Last night, the local PBS station, KUHT/Houston, carried a program featuring
the construction of the Gateway Arch at St. Louis.  The arch was constructed
in the 60's and, being pre-OSHA, the construction workers on the 600-foot
tall structure were without harness, belts, safety lines, etc.  The
insurance company(ies?) of the project predicted 13 people would lose their
lives during the arch's construction.  Over the two-year construction
period, no lives were lost and there were only two lost time injuries. 

Still, it was pretty unnerving watching the workers moving around on the
structure without so much as a safety line.  What railings on the catwalks
there were seemed to be pretty weak looking and a lot shorter in height than
they should be (way below a man's center of gravity).  

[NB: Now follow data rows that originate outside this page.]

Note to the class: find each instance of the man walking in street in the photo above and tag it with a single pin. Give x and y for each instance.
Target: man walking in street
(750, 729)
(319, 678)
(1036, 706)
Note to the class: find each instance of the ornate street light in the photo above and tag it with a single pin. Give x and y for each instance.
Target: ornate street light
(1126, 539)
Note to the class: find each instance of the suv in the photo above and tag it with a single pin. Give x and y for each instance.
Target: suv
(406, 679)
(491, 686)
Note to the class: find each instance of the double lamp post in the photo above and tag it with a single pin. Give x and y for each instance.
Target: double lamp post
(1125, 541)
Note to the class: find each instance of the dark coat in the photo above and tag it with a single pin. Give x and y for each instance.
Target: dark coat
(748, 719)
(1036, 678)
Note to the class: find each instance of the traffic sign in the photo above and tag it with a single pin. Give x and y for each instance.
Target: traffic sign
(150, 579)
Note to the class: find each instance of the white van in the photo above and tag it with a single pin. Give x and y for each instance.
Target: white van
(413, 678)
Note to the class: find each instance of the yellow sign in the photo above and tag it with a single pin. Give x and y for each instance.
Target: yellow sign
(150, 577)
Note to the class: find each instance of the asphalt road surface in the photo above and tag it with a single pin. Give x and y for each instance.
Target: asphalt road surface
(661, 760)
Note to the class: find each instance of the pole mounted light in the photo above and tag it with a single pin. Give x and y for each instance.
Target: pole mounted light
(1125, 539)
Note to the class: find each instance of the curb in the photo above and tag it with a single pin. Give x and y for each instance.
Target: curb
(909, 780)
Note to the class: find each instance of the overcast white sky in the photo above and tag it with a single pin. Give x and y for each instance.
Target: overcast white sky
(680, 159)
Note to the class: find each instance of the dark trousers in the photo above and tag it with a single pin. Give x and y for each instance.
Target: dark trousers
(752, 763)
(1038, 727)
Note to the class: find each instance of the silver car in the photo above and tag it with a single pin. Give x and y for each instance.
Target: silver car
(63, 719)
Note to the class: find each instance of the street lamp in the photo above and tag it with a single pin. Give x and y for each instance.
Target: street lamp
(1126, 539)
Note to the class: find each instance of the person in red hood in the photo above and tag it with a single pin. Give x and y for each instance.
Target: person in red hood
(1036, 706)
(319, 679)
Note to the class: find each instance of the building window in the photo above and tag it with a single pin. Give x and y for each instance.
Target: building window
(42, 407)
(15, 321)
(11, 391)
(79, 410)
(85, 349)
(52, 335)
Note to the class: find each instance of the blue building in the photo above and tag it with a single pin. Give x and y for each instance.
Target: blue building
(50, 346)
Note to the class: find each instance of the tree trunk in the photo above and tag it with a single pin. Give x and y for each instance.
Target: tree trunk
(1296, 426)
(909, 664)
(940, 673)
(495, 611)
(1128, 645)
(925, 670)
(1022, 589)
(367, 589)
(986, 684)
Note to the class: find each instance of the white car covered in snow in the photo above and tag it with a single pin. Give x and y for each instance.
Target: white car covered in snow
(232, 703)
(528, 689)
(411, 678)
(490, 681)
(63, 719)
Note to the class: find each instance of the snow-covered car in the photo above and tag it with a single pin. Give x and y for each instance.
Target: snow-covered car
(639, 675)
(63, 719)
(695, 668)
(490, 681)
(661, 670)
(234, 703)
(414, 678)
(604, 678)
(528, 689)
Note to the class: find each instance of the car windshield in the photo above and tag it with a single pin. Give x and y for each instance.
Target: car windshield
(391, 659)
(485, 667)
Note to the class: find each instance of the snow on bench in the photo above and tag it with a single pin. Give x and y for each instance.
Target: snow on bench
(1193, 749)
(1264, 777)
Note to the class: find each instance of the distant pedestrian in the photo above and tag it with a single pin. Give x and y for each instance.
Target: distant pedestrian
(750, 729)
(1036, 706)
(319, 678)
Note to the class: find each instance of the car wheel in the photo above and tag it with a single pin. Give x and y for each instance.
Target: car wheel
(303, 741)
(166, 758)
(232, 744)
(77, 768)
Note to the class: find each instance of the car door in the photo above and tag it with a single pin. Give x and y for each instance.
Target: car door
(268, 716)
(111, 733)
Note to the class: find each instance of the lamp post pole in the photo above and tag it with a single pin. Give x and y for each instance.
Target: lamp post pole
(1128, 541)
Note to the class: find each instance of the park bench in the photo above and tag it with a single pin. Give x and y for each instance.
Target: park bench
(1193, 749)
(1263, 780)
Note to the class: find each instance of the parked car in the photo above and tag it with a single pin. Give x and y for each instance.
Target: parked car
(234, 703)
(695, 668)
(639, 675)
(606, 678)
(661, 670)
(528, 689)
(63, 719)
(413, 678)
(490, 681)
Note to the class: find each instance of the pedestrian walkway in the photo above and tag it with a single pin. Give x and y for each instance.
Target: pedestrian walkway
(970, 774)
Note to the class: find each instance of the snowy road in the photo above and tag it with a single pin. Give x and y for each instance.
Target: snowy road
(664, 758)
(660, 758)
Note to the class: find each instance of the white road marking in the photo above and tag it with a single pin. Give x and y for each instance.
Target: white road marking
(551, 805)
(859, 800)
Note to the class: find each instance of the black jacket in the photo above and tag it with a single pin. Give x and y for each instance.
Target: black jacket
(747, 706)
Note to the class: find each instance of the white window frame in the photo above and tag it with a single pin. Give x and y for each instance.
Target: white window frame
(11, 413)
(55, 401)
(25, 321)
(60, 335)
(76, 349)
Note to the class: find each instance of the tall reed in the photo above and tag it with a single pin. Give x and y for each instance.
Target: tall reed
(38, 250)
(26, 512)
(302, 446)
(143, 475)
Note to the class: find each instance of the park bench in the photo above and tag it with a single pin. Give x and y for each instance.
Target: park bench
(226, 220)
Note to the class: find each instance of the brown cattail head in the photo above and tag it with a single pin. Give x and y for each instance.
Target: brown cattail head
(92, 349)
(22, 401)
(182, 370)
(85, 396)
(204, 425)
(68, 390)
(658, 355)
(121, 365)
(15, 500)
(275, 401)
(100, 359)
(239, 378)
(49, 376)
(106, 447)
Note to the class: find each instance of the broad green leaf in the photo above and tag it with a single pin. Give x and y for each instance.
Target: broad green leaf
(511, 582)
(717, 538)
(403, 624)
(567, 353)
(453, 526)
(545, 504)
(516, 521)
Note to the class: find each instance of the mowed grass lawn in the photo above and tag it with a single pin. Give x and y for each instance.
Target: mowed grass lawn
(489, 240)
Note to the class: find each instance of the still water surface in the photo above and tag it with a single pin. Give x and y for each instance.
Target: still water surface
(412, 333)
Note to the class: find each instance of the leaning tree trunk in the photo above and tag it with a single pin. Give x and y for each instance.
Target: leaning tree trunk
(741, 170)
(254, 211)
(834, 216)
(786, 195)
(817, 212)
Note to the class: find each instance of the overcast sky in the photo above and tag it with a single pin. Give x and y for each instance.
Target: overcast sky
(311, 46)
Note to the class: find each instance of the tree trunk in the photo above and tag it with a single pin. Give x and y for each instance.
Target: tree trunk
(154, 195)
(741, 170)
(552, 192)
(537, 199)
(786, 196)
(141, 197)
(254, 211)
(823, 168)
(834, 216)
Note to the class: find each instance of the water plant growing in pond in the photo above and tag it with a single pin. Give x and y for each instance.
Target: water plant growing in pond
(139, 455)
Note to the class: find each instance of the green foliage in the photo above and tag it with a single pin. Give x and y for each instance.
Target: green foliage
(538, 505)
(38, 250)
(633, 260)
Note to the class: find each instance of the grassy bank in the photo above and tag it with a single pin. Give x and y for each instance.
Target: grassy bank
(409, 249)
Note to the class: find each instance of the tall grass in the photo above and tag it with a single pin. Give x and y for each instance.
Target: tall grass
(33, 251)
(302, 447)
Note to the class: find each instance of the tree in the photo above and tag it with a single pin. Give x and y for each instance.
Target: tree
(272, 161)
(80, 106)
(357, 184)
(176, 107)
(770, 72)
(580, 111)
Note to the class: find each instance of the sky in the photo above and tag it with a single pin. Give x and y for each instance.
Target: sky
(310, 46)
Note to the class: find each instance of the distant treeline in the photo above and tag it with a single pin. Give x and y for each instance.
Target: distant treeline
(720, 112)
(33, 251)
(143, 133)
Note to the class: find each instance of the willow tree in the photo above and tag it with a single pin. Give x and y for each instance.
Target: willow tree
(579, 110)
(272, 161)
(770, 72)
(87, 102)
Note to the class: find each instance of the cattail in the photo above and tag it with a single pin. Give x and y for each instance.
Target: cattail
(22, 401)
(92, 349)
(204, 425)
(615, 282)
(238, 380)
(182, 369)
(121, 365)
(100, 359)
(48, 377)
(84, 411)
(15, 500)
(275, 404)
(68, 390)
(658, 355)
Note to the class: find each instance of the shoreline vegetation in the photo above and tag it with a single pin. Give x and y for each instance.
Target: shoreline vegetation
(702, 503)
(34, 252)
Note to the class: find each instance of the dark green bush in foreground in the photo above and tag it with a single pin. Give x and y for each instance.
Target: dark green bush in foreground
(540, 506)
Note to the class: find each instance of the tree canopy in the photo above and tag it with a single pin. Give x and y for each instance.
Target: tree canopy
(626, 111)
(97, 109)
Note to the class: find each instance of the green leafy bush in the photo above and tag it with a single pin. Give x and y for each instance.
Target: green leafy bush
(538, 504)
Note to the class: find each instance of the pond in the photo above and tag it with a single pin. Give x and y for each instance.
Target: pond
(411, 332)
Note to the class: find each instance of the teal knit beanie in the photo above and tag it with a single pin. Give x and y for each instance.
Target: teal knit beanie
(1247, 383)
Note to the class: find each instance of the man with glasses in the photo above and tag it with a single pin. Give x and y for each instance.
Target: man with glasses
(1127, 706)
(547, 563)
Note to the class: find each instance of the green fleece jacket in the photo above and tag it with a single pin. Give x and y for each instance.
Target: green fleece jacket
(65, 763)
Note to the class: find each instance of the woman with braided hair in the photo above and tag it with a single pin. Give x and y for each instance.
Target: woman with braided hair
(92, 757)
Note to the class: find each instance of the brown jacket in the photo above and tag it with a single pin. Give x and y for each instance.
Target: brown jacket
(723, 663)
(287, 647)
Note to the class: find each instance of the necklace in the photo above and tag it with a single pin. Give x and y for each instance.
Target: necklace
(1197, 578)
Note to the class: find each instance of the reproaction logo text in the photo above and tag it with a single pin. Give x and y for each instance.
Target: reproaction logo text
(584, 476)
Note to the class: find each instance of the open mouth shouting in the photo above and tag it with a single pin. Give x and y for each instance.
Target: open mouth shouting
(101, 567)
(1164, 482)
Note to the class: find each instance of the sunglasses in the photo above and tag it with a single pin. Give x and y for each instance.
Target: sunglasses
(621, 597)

At one point, as the two legs approached each other near the top of the
arch, a safety net was placed under the work area spanning the two arch
legs.  One of the workers related a story about one of his co-workers who
discussed at length making the jump into the net to verify it worked.
Before he did it, though, his co-workers, on a day-off (with very few people
around on the ground), filled a burlap (or something) bag with material
approximating the weight of the worker.  They pushed it over the edge at the
top of the structure and watched the bag miss the net.  Needless to say, the
worker who intended to jump never did. 

It was interesting (and sad) to note that in the construction of both the
Gateway Arch (1963) and the Brooklyn Bridge (1870), the lead
architect/project engineers (Saarinen and Roebling, respectively) passed
away before the completion of the construction of their respective projects.


Check your local PBS listings...another interesting engineering program
along the lines of PBS' Boulder/Hoover Dam, Brooklyn Bridge, Golden Gate
Bridge, Clark Bridge (Alton, IL) documentaries.